Having been out of town all last week, I felt as if I needed some updates getting back to the East Coast. Joanie McDonell, who lives just up the beach from me, has been a faithful correspondent since I wrote in mid-spring about how it had been ages since I saw any toads or snakes around.
I might not be looking hard enough, because Joanie has now emailed several times about reptiles and amphibians, most recently of a “little fellow” toad under her desk and bullfrogs croaking at the end of Bendigo Road. Earlier, she wrote that a two-foot-plus-long rat snake had visited last summer.
Our very wet spring surely has benefited the toads, which lay their eggs in fresh water; the ponds and swamps here are full to brimming. Whether we have more Fowler’s or American toads around, I am not sure. They can most easily be told apart by their calls (the Fowler’s is like a sheep’s bleating). In the nighttime cacophony, it can be difficult for me to distinguish among all the buzzes, cheeps, and whirs coming from the brush.
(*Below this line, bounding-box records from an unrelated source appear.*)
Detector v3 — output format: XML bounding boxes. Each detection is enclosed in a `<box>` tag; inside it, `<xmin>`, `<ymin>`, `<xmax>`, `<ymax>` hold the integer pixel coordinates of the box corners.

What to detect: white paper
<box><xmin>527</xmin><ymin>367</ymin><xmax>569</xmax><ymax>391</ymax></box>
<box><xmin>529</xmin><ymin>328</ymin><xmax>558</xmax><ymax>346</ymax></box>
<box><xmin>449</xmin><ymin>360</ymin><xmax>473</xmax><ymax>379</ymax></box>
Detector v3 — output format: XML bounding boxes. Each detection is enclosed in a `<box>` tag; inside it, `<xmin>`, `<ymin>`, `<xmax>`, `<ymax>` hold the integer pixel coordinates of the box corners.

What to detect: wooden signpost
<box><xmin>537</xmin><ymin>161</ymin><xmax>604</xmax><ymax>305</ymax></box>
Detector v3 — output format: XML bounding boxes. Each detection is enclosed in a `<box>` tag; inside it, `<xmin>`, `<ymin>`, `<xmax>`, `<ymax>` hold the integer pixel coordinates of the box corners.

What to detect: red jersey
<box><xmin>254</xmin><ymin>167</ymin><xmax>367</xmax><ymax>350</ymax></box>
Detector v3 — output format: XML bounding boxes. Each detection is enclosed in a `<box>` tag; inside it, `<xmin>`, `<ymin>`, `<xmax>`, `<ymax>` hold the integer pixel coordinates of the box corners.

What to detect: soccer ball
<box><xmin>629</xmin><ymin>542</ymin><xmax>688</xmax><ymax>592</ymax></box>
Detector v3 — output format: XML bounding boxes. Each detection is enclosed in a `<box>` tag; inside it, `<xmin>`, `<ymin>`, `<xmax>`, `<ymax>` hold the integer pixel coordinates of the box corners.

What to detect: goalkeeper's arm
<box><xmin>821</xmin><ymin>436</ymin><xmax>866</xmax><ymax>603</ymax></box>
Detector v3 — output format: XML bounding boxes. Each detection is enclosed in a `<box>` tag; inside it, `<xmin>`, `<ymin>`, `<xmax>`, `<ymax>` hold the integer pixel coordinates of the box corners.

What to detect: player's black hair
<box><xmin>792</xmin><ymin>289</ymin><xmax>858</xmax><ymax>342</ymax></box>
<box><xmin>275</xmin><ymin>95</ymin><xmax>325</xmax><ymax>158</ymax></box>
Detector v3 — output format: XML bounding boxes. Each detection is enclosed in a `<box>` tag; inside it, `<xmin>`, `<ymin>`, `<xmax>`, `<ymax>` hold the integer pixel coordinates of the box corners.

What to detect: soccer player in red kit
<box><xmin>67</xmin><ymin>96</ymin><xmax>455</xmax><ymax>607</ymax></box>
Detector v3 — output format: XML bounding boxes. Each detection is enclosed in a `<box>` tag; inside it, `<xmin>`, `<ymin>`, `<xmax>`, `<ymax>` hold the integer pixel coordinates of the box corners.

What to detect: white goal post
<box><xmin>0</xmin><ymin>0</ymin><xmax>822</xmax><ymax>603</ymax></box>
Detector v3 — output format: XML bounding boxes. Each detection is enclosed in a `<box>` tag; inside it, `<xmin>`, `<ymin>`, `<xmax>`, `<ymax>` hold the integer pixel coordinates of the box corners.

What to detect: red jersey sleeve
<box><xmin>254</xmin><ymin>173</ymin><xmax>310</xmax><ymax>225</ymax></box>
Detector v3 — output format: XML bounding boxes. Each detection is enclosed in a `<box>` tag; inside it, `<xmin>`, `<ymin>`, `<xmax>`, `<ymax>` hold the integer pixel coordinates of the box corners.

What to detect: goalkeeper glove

Meanwhile, Spring Close Farms, which I accused last week of repacking store-bought strawberries from afar as local, fought back while I was away. I learned of its witty reply in a text message from Christine Sampson, a Star reporter who stopped to get a photo of a sign on Pantigo Road taking me to task. “Yes David. They are!” it read.
The sign remained for a while, then was changed to message about a special on pies. The jam I made with the suspect strawberries turned out well enough.